18年ぶりに1兆円を下回った新規滞納発生額

 忍び寄る増税路線の一要因にはいうまでもなく赤字財政の再建があるが、そのような状況下、国税滞納の未然防止・整理は税務行政の最重要課題のひとつである。国税庁が4日に公表した2004年度租税滞納状況によると、今年3月までの1年間に発生した新規滞納額は前年度から12.3%(363億円)減の8995億円となって6年連続の減少となった。新規発生滞納額が1兆円を下回ったのは、1986年度以来18年ぶり。
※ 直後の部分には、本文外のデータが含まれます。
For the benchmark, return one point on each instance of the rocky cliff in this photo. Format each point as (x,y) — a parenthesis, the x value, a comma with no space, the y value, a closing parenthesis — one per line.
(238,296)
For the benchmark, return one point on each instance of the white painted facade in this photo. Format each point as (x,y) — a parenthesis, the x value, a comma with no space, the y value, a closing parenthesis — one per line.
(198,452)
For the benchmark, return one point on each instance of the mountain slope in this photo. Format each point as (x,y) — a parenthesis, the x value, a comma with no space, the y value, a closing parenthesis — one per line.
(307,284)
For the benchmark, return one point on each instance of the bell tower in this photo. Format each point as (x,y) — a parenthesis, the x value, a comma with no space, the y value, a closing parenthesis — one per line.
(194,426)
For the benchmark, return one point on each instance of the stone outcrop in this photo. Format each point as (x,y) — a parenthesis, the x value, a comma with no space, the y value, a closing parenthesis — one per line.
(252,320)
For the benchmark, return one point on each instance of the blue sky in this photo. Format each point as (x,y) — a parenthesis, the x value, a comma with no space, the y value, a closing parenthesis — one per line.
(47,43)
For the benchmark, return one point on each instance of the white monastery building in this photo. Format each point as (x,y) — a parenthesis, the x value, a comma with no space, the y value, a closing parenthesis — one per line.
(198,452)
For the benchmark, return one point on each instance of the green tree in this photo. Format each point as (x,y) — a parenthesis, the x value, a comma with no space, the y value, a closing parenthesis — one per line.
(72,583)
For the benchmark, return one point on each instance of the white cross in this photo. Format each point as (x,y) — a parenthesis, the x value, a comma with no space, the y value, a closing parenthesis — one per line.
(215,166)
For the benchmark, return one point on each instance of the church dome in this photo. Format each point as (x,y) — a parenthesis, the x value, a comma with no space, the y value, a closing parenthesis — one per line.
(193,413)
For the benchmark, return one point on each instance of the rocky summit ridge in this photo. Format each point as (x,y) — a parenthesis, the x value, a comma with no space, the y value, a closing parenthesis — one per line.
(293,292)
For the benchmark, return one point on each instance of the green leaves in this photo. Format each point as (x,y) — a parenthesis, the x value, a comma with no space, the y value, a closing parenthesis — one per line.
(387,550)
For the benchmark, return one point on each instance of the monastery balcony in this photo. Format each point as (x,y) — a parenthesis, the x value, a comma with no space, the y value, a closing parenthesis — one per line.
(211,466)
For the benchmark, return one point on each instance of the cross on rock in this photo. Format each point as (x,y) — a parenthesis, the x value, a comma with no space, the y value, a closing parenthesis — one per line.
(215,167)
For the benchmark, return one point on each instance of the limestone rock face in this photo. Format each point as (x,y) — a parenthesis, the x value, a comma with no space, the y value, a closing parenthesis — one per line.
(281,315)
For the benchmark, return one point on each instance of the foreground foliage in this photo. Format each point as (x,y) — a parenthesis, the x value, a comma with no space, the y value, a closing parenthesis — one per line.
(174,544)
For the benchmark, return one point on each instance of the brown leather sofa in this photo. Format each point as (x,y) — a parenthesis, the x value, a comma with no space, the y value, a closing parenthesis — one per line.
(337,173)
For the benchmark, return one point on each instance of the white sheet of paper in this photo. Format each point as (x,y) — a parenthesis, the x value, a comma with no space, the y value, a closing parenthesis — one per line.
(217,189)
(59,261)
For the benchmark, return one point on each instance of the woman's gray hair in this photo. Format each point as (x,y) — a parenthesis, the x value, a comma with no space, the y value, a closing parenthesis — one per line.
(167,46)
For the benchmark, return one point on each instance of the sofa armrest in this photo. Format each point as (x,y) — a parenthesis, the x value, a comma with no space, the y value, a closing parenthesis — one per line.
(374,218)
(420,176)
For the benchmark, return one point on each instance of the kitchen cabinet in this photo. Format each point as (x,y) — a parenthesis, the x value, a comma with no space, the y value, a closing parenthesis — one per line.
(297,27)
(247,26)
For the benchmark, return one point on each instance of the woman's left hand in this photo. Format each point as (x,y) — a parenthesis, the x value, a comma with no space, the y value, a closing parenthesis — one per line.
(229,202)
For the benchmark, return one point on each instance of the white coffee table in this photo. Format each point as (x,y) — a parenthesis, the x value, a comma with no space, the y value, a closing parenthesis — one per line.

 また、滞納を整理した額は1兆550億円で、前年度に比べ15.9%(1999億円)減少したものの、新規発生滞納額を大幅に上回ったことから、年度末である3月末現在の滞納残高は、前年度に比べ7.7%(1555億円)減となった。滞納残高は、6年連続で減少した結果、2004年度は1991年度以来13年ぶりに2兆円を下回り、ピークの2000年度(2兆8149億円)の約66%まで減少している。

 また、滞納全体の半数近くを占める消費税は、新規滞納発生額が4075億円、前年度比13.9%(660億円)減、滞納整理済額が4486億円、同14.1%(736億円)減、滞納残高が4885億円、同7.8%(411億円)減となった。消費税の滞納残高は、制度が導入された1989年以降、2000年度に初めて前年度から0.4%(24億円)減少してから5年連続で前年度を下回って推移している。

 滞納への取組みが順調に進んでいる背景には、1)消費税事案の優先処理、2)大口・悪質事案に対する国税局特捜部による捜索・差押さえを中心とした厳正な処理、3)10万円から100万円未満の少額滞納処理促進のために設置した「集中電話催告センター」の全国税局(所)に拡大、4)金融機関による「消費税積立預金」の設置、5)国・地方団体における入札資格審査に際しての納税証明書の活用、などがある。